Owning a bunch of rimfire suppressors along with 20 plus years of suppressor use/ownship myself Engineer is on to something with his questions in his above post. There's not a one size fits all suppressor. Some are better on a pistol,others on a rifles, some middle ground on both. Size,length,weight,ease of cleaning and type of host all play a huge part in picking the right model not just performance specs alone.
Right now for a do it all suppressor today the most common are Mask or Spectre II, both perform great on rifle and pistol plus and clean easy. I tend to favor the Mask just like it's shorter length and construction.
Pistol only I still like the Element II best it's crazy quiet and more compact size/lighter weight. Personally, I still think the Element has less FRP than my Mask or Spectre II shot side by side on matching 22 pistols. Just because new stuff hits the market and becomes the "in thing" does make it unseat the old King performance wise the elements K baffles are just super effective. That said the element requires more frequent cleaning so for high volume shooting I would perfer the Mask for ease of cleaning. I have a El Camino on order I'm hoping it with turn out to be a good lite-weight/quiet pistol can for me also.

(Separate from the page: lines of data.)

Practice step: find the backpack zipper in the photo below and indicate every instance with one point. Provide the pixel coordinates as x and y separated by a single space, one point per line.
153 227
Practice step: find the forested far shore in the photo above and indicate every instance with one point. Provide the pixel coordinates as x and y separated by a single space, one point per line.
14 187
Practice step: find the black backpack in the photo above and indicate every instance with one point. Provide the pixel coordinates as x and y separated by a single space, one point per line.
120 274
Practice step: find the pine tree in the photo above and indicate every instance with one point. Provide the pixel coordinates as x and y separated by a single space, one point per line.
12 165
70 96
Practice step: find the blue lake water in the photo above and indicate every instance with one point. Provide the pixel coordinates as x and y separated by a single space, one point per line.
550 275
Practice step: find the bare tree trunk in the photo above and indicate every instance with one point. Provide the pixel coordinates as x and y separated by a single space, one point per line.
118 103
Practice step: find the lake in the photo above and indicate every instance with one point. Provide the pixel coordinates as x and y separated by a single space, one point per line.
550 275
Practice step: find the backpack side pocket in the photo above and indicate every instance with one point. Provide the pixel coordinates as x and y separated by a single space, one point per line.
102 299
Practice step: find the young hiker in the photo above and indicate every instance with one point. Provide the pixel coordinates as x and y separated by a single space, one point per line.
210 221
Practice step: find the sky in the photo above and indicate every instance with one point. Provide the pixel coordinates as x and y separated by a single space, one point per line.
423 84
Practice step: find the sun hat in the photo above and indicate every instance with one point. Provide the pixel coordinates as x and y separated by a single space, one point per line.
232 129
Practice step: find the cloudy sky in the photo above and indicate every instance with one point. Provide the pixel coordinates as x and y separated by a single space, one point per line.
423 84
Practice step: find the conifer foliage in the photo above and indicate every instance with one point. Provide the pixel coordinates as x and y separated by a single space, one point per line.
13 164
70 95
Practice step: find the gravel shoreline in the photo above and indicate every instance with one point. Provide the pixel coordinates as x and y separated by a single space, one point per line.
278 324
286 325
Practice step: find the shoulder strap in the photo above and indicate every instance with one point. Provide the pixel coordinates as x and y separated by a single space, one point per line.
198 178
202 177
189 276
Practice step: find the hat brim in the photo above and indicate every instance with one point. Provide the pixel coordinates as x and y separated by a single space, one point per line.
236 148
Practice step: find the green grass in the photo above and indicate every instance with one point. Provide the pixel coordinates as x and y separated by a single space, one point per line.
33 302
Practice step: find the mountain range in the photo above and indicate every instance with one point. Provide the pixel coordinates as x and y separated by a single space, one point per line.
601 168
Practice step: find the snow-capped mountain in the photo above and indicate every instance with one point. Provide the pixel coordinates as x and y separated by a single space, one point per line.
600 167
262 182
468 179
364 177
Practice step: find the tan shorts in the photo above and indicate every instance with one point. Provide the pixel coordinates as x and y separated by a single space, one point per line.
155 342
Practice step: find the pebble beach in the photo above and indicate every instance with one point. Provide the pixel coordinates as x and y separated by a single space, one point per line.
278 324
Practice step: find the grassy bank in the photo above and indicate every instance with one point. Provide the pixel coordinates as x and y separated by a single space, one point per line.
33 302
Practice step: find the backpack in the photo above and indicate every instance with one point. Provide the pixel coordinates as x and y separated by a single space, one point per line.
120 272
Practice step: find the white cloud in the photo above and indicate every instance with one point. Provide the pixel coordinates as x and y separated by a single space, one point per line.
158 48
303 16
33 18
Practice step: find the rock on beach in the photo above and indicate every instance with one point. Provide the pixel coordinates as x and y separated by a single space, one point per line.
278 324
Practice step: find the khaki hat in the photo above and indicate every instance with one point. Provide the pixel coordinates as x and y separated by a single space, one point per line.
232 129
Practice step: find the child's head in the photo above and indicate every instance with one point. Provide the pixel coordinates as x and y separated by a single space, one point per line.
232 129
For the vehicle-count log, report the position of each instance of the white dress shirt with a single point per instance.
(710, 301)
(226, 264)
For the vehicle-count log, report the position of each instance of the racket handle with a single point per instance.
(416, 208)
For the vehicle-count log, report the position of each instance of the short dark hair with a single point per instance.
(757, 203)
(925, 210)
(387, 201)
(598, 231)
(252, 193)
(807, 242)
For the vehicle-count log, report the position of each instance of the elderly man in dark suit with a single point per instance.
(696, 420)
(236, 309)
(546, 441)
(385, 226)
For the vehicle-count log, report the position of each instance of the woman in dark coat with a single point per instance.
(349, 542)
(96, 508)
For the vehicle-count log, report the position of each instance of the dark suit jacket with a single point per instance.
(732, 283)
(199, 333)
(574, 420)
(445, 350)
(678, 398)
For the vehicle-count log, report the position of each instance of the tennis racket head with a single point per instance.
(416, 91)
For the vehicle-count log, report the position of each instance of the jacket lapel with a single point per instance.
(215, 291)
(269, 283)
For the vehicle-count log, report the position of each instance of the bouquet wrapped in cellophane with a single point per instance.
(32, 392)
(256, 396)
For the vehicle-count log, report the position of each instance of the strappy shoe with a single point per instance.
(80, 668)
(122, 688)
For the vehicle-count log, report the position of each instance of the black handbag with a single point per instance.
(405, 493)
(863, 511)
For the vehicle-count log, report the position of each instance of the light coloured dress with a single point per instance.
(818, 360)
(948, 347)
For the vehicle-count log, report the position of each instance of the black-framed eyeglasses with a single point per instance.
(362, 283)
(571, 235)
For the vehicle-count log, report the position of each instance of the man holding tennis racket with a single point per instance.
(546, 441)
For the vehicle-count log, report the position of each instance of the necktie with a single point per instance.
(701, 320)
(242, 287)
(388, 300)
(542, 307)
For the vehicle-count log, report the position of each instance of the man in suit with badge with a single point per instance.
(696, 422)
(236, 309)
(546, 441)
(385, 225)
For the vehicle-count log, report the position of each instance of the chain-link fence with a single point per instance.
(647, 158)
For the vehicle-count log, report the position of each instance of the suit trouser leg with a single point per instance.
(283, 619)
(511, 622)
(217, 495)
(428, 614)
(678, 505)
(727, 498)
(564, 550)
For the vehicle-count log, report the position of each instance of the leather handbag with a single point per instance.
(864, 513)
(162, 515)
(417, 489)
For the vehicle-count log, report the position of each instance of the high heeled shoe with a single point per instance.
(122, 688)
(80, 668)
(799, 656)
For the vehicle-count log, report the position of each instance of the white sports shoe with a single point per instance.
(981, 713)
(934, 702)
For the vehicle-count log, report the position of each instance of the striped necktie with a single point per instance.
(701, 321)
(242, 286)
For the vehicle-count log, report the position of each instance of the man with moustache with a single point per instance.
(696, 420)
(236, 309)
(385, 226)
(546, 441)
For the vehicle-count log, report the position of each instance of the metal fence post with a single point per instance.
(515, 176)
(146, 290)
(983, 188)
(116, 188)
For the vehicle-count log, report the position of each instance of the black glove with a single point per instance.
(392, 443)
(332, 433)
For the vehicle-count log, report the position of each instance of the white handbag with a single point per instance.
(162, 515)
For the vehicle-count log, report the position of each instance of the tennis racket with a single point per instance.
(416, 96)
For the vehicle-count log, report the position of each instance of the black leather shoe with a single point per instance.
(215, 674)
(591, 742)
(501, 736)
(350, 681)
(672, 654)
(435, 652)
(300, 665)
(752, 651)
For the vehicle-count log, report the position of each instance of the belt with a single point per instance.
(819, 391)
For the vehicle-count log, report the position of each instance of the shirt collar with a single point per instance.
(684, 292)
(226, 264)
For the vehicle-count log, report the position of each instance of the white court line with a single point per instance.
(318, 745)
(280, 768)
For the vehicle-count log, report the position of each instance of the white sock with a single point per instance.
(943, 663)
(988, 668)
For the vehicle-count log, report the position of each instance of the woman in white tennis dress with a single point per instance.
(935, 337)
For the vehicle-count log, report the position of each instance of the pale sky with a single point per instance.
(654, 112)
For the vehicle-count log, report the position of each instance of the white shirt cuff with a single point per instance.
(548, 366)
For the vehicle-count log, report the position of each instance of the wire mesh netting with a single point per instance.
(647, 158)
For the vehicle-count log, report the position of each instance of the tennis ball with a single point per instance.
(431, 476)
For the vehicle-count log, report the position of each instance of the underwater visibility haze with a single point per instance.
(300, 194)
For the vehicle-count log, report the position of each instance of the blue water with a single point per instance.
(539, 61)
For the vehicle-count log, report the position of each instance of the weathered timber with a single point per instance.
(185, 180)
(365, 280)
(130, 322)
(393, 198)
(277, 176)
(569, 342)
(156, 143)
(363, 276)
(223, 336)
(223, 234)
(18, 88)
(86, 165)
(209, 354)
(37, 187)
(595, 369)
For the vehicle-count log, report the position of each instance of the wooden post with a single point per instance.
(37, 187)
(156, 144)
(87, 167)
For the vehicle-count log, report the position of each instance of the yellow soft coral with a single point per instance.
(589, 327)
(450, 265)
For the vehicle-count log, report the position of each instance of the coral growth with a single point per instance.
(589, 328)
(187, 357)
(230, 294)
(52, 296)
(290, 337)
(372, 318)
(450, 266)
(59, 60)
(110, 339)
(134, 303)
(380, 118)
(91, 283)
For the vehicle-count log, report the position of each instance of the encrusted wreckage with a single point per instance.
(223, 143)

Rifle wise for range work or sport shooting there many models that sound great on a rifle with zero to low FRP and easy cleaning. Most folks rule on the Sparrow SS because it does has FRP on a pistol that said on a rifle it's silly quiet and ultra easy to clean. If you add a few drops of water to the Monocore suppressors like the sparrow, GM-22, Regulator they are nuts quiet on a rifle and it wipes out FRP on pistols fired wet. My GM-22 wet sounds noticeable better than my Mask dry on a handgun FRP wise.
That surprised me because dry the Gm-22 has loud FRP on a handgun. Yes I know that's dry to wet not a fair head to head, but I don't mind shooting the GM-22 wet because it's so easy to unscrew and wash right out after shooting. I don't like shooting my Mask wet because it makes more of a mess inside and the baffles tend to stick/get harder to remove at cleaning time.
For hunting, back yard shooting and low volume type shooting cleaning isn't huge deal you should focus more on first shot FRP since you will often just fire one shot.
Range type shooting better look for a high volume, easy to clean model.